So that was his name, Septimus. Certainly a tongue twister for the diminutive elements of the Legion but the educated Terran elements could say that with out a major hassle. The Primarch crossed his arms across his barrel like chest, fingers locking together tightly as he did so. His father, the grandfather of all Astartes, placed his clawed hand upon his shoulder and each Marine within the chamber knew that if it was not for his enhanced body the boy would certainly have fallen beneath the weight. 

‘They will be my Serpent Guard. For that is the symbol which they bare upon their shoulders and chests’ he indicated the winged serpent upon each Marines armour with one gnarled finger before continuing ‘Tell my fellows that the Serpent Guard march, Father. They march under your banner! We will became adept warriors, that I promise’. 


He suddenly trailed off. Errantly he turned and marched back into the atrium, the Emperor chasing after him upon the tips of his toes. As they doors were closed by the pair of Custodians a immense cry erupted from the assembled Second Legionnaires. _What a fitting name_, intoned Aselaric within the depths of his mind. The Serpent Guard would march under Septimus. And Aselaric would make sure that his Primarch did not falter while he was under his command. 

All comments are welcome! The more the better, as that is what will give me the boost to continue


----------



## smfanboy (Apr 1, 2009)

wow this is briliant you can realy see the work that you made of it. My hat goes of for you sir


----------



## Boc (Mar 19, 2010)

All right, finally got off my lazy ass and here's some comments/proofreading/critiquing for ya 

For starters, I'm a little wary of the beginning. While I know I'm an incredibly descriptive writer, it's a little hard to snag the reader's attention with a detailed physical picture of the Astartes.



> Most sported high plumes upon their heads, of blonde and black mostly although there was the odd red headed Astartes who scowled menacingly.


This repetition of "most" jarred a little bit and seemed redundant.



> Born from the forges of Mars herself, it was a work of only the best artisans and rumour had it that Kelbor-Hal himself had overseen the construction.


For some odd reason, I'd think that Mars would be referred to as "himself." Not really a problem, just Boc's random-ass 2 cents.



> Upon his wide chest rested in curved scripture the word Captain. For that is what he was.


These sentences seem awkward, maybe try melding them together for a better flow, as it is slightly halting as is.



> While the Emperor was traveling with them, he was his equerry and acting commander of the Second Legion.


Comma added.



> His left cheek was obscured beneath a silver plate, taken by a Ork during a unfortunate boarding action that left him near death.


The wording here is slightly confusing, as it makes it seem as though the silver plate is what was taken although I know it was his cheek.



> Each Astartes were as capable as any other that marched under the banner of the Emperor, and in the ten years with their liege, they had became hardened veterans.
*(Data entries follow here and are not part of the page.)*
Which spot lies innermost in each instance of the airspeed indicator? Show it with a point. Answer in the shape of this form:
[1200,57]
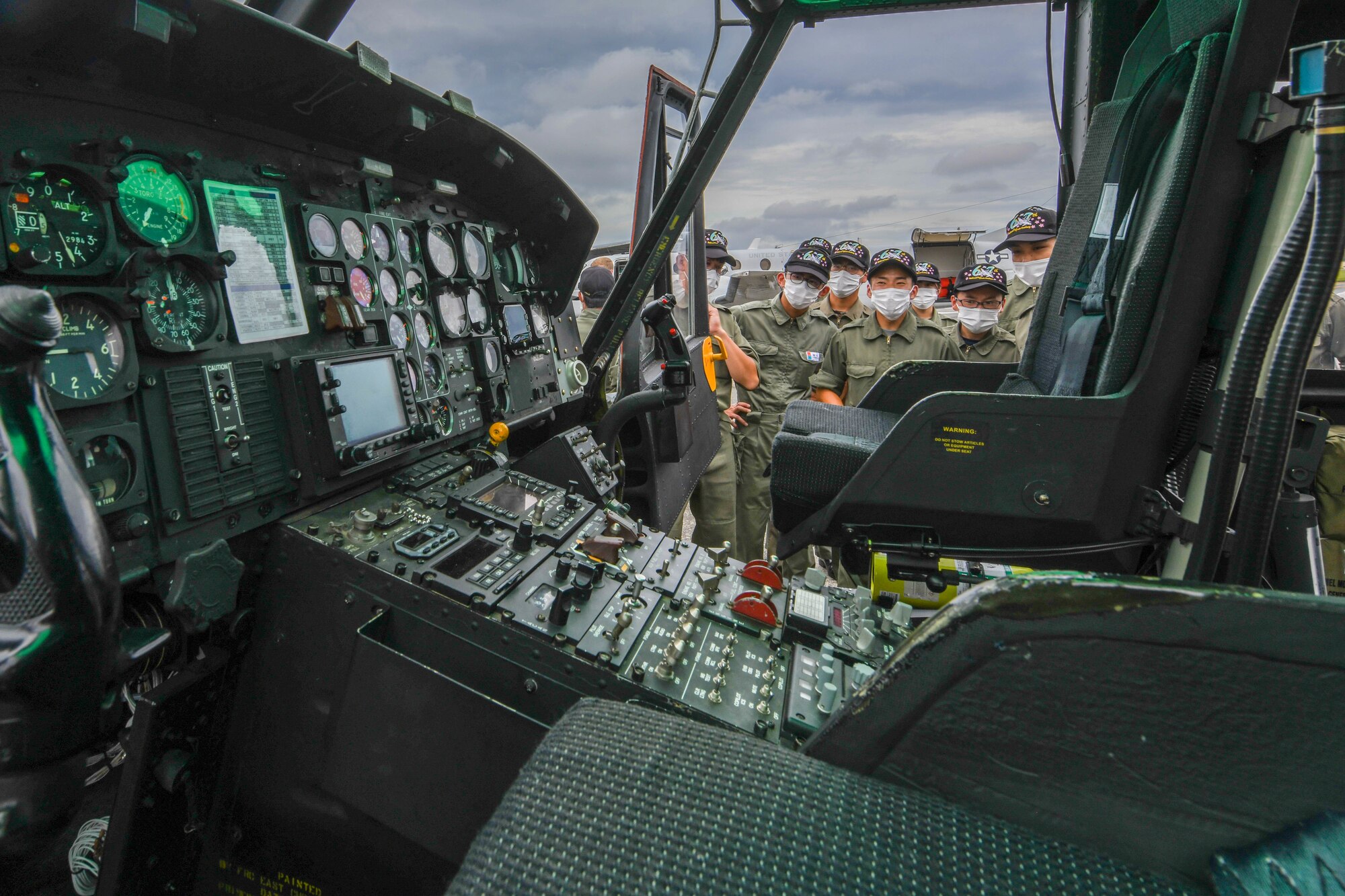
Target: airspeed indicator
[178,310]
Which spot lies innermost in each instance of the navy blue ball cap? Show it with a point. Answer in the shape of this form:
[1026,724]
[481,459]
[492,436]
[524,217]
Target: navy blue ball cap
[927,272]
[983,276]
[597,284]
[1031,225]
[899,257]
[852,251]
[817,243]
[810,261]
[718,247]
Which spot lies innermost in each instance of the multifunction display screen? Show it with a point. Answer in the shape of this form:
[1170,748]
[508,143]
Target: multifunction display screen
[516,325]
[512,497]
[373,401]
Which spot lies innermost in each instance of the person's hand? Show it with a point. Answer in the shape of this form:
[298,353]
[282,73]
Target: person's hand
[738,413]
[716,327]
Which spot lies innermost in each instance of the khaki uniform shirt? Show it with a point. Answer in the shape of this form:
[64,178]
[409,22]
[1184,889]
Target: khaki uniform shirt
[1019,306]
[863,352]
[1330,346]
[997,346]
[586,319]
[723,380]
[841,318]
[787,350]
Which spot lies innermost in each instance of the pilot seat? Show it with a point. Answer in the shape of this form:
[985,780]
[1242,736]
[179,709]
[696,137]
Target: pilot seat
[1044,454]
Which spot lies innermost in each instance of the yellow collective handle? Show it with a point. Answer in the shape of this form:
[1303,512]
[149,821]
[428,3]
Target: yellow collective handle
[709,356]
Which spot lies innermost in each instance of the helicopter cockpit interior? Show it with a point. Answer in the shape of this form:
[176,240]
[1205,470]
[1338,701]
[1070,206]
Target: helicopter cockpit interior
[329,568]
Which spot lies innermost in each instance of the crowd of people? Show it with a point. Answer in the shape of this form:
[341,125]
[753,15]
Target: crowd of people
[844,317]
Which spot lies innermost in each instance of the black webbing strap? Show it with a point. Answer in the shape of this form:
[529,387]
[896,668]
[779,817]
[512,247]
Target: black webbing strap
[1143,132]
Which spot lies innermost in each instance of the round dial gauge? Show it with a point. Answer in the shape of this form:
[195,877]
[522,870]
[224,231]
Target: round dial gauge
[110,469]
[453,313]
[389,286]
[443,416]
[155,202]
[383,243]
[415,287]
[443,257]
[89,354]
[475,256]
[353,237]
[180,307]
[407,249]
[322,236]
[424,330]
[361,287]
[541,321]
[399,331]
[54,221]
[477,310]
[434,370]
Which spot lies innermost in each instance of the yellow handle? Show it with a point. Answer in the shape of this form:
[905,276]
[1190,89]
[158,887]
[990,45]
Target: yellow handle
[709,356]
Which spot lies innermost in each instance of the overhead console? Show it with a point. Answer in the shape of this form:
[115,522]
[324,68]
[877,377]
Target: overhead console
[282,271]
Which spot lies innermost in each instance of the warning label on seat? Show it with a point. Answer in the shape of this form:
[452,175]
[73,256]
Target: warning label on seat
[958,439]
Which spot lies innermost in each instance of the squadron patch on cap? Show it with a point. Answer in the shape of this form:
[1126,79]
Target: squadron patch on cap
[983,276]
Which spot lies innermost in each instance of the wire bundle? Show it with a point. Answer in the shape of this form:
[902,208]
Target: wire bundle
[85,854]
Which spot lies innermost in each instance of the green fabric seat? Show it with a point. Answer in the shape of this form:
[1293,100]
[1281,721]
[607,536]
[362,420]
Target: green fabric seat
[623,799]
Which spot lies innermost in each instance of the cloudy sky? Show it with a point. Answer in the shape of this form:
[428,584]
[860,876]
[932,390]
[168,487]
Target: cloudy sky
[867,127]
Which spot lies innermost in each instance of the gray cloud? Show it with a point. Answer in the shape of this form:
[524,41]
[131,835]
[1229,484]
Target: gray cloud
[993,155]
[866,126]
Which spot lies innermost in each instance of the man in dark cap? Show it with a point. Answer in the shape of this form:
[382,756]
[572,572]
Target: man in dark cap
[841,300]
[595,287]
[789,337]
[978,296]
[715,499]
[927,294]
[861,352]
[1030,237]
[817,243]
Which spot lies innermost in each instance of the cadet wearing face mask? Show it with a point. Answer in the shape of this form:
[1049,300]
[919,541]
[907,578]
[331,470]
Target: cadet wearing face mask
[927,294]
[789,338]
[978,296]
[1030,237]
[863,352]
[849,272]
[715,501]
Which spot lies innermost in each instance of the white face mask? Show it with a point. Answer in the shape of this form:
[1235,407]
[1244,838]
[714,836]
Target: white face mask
[891,303]
[978,319]
[844,283]
[1031,272]
[926,296]
[800,295]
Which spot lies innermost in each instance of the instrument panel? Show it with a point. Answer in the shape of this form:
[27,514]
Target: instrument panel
[206,279]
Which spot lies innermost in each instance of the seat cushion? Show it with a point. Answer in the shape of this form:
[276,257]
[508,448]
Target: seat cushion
[623,799]
[809,471]
[808,417]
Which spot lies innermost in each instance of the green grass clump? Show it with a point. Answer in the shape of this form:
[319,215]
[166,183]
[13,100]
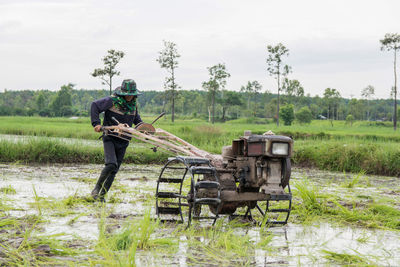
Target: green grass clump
[345,258]
[8,190]
[55,151]
[311,206]
[120,248]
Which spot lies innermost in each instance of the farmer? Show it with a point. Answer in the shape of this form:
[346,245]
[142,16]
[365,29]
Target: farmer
[123,107]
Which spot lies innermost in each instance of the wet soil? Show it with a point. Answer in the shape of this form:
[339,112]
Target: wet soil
[58,196]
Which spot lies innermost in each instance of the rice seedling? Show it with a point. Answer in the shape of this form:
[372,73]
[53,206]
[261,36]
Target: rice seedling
[354,180]
[345,258]
[8,190]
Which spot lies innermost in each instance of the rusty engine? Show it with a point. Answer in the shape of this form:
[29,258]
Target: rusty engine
[251,174]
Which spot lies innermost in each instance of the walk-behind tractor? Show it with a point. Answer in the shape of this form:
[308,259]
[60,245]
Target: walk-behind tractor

I know I, I know, I'm a nit-picky SOB. As "each" is technically the subject of the sentence, the verb should be "was."



> They kept too their own kind, idolizing their ancient deities in secretive lodges.


To.



> Now his Primarch would be returned.


This sentence feels awkward, I think you probably re-worded it at some point and maybe missed changing the tense.
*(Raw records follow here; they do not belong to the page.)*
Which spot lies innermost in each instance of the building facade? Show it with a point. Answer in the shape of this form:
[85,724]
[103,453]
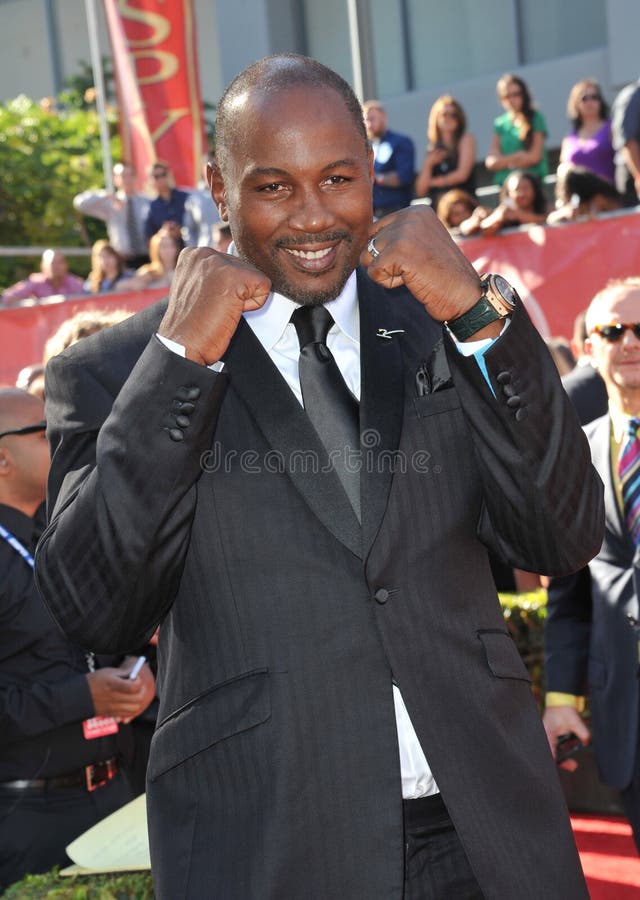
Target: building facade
[405,52]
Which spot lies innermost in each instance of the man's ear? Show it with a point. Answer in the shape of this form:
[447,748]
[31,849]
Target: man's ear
[218,191]
[371,161]
[5,462]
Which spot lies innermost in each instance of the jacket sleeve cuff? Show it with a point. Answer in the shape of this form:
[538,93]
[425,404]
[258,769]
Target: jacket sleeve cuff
[554,698]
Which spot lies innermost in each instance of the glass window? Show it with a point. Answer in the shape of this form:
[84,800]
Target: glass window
[550,29]
[327,35]
[460,39]
[392,69]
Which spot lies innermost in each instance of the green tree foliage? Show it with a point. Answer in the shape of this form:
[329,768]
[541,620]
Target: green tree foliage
[49,154]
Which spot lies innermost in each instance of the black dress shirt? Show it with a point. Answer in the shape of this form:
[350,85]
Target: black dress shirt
[44,693]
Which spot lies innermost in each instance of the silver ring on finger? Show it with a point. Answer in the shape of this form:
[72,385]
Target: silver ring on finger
[373,250]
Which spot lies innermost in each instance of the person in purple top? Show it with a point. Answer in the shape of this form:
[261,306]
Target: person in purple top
[585,176]
[53,278]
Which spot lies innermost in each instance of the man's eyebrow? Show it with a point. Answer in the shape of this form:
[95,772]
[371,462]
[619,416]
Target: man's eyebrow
[267,172]
[275,172]
[342,164]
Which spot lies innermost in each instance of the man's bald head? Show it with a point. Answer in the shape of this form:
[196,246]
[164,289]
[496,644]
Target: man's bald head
[278,73]
[599,310]
[19,408]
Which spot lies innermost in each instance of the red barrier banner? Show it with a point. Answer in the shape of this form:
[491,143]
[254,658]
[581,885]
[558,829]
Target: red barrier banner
[558,269]
[156,69]
[24,330]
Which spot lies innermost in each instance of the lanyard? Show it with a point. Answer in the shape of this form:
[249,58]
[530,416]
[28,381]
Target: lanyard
[15,544]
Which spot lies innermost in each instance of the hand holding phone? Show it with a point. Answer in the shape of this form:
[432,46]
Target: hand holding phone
[567,747]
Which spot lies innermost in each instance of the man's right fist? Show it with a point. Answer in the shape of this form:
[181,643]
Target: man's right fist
[209,293]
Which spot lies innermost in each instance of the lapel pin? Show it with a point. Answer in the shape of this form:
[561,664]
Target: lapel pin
[388,335]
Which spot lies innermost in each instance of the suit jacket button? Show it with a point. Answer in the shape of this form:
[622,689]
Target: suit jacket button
[187,393]
[183,406]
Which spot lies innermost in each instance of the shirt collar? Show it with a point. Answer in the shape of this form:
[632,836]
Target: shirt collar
[619,424]
[270,321]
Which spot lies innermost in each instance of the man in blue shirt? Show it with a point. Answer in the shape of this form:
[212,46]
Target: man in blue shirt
[168,206]
[394,162]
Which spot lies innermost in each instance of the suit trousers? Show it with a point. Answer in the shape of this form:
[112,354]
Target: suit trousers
[37,825]
[436,866]
[631,800]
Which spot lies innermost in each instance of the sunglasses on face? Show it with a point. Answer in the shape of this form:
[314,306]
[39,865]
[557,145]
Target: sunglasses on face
[614,332]
[27,429]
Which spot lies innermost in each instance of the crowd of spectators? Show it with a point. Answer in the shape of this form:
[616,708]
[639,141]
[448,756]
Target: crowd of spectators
[145,237]
[598,171]
[598,167]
> Both carried their spear like weapons across their chests, and their crimson cloaks billowed behind their golden forms as a unnatural wind wrapped around them.


As "an" unnatural



> jealous of Aselaric but yet a brilliant tactician and leader.
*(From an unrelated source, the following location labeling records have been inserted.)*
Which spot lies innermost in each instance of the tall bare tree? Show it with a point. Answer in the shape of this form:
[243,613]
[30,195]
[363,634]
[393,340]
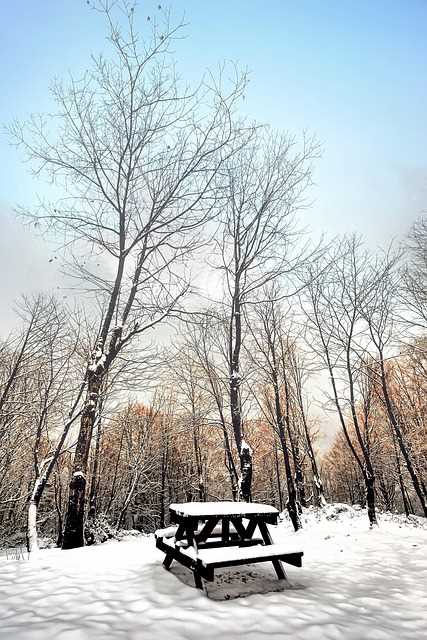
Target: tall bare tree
[266,185]
[137,156]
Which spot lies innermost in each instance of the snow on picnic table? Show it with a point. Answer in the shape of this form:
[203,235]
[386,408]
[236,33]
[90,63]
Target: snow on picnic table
[355,584]
[223,508]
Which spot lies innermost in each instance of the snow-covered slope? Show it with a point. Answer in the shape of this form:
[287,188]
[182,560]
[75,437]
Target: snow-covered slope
[355,584]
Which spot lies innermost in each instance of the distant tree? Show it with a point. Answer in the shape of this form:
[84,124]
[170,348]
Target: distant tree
[266,184]
[137,156]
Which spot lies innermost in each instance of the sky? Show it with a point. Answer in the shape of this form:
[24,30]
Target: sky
[352,73]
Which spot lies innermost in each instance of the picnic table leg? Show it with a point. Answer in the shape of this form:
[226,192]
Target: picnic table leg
[225,532]
[197,579]
[278,567]
[167,561]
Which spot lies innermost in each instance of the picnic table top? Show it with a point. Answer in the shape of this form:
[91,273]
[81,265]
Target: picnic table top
[222,508]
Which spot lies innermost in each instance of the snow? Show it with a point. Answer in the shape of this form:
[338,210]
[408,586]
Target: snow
[206,509]
[355,584]
[224,554]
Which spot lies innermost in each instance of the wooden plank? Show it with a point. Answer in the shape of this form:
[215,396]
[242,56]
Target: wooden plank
[289,558]
[233,542]
[238,525]
[206,532]
[175,553]
[203,510]
[225,532]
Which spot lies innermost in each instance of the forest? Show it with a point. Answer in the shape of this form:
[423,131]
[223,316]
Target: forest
[210,338]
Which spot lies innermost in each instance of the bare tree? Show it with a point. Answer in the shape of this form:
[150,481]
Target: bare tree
[137,156]
[266,335]
[337,296]
[380,316]
[266,184]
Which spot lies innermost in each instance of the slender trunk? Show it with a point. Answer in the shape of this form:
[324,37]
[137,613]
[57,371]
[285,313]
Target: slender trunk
[75,518]
[292,496]
[244,450]
[127,499]
[279,484]
[94,479]
[399,436]
[400,475]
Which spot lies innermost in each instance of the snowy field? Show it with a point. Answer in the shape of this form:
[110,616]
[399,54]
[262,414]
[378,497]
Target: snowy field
[355,584]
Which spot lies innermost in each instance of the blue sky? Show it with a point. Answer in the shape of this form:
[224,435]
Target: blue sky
[353,73]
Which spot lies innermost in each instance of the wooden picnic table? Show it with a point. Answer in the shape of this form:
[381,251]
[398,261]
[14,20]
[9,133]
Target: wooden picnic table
[210,535]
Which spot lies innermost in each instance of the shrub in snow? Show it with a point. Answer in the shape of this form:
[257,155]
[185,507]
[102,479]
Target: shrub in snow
[337,510]
[45,542]
[99,530]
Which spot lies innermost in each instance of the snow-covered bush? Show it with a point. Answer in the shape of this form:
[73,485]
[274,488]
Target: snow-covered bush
[99,530]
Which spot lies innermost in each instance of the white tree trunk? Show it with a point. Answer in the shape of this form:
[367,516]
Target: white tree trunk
[33,541]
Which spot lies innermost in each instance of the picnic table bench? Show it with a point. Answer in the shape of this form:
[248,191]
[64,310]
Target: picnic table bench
[210,535]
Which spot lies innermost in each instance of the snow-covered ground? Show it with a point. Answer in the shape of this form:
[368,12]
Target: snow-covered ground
[355,584]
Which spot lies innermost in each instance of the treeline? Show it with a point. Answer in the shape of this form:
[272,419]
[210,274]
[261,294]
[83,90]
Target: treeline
[156,174]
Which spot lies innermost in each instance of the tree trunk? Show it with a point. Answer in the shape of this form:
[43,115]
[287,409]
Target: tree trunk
[399,436]
[244,450]
[75,518]
[291,504]
[94,479]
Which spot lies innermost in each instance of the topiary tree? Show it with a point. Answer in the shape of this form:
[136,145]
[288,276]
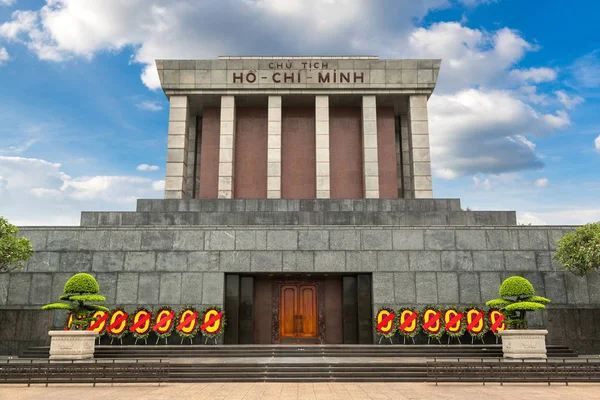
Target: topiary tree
[80,289]
[579,251]
[13,250]
[517,296]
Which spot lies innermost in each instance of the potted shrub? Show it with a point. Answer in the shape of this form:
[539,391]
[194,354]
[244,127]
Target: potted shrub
[517,297]
[77,342]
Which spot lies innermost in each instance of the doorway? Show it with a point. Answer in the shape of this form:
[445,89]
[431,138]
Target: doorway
[298,315]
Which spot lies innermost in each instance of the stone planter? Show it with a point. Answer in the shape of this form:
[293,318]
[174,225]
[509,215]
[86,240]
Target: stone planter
[72,345]
[527,343]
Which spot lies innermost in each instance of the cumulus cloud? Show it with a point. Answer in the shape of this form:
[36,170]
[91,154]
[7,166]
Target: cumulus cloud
[542,182]
[38,192]
[474,3]
[482,183]
[470,57]
[567,217]
[477,131]
[150,106]
[146,167]
[22,22]
[480,123]
[536,75]
[3,55]
[586,70]
[568,101]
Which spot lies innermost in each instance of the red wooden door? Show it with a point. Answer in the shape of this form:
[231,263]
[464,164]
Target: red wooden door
[298,317]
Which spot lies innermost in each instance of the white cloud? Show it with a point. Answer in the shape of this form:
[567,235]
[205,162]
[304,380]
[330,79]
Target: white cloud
[542,182]
[146,167]
[536,75]
[470,57]
[568,101]
[531,95]
[478,131]
[3,55]
[21,147]
[39,192]
[185,29]
[150,106]
[566,217]
[22,22]
[586,70]
[482,183]
[475,3]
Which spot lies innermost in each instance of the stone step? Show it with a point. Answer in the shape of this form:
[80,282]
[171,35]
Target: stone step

"but yet" next to one another seems to disrupt the flow, feeling slightly awkward. If you took either word out it would read more naturally.



> A series of Legion menials came next, each baring silver palettes filled to spilling point with lush looking food.


I think it would sound better as "to the point of spilling over"



> Lank dark hair framed his noble features and his olive skin furrowed into a smile at the sight of the now kneeling Astartes.


The word "lank" doesn't agree with me here. The Emperor is the most powerful being in the galaxy, the architect of the crusade. His hair, I imagine, wouldn't be limp. As Vidal Sassoon commercial's go through my head...



> Even though he was without armour, the Primarch still managed to form a immense stature.


This portion seems awkward, I'm not sure if "stature" is the right word for what I think you're trying to say.



> The boy stood, motioning his son to follow and Aselaric found himself complying even though he did not wish to do such a thing.


"Motioning for his son..."



> Left standing; Aselaric found himself grinning boorishly towards Pythus and his followers.


I believe a comma would be more correct than a semi-colon.



> The Primarch returned no such gesture however and simply asked ‘What may I call them, lord?’.


Unnecessary period after the question mark/quotation.



> His lips pursed for a moment and he scanned the ranks of Astartes, knowing many of the more esteemed Marines by name; but others simply by repetition.


Repetition or reputation?



> With a voice as tranquil as the sound of the sloshing sea he returned, ‘That is your decision alone.


Added a comma.



> So that was his name, Septimus. Certainly a tongue twister for the diminutive elements of the Legion but the educated Terran elements could say that with out a major hassle.


I'm not sure if diminutive would be the best word here, although you did acknowledge that only a minority had been recruited off of Terra, so I could be wrong.
Should be condensed to "without."



> Errantly he turned and marched back into the atrium, the Emperor chasing after him upon the tips of his toes.


"Errantly, he..."



> As they doors were closed by the pair of Custodians a immense cry erupted from the assembled Second Legionnaires.


"An immense"

*Overall Thoughts*
You've fallen into the trap that I do about 90% of the time. It's _incredibly_ descriptive, almost at times taking away from the natural flow of the story (also...something I do >.<).

I think the issue is that you've been doing so much fluff as of late as opposed to fiction, you've gotten into the habit of telling what a legion/chapter is _like_. Towards the end, it definitely improved, focusing less on the minuscule details and moving the story along.

The premise, however, is excellent, and I'm definitely looking forward to finding out more about the Serpent Guard and their child Primarch


----------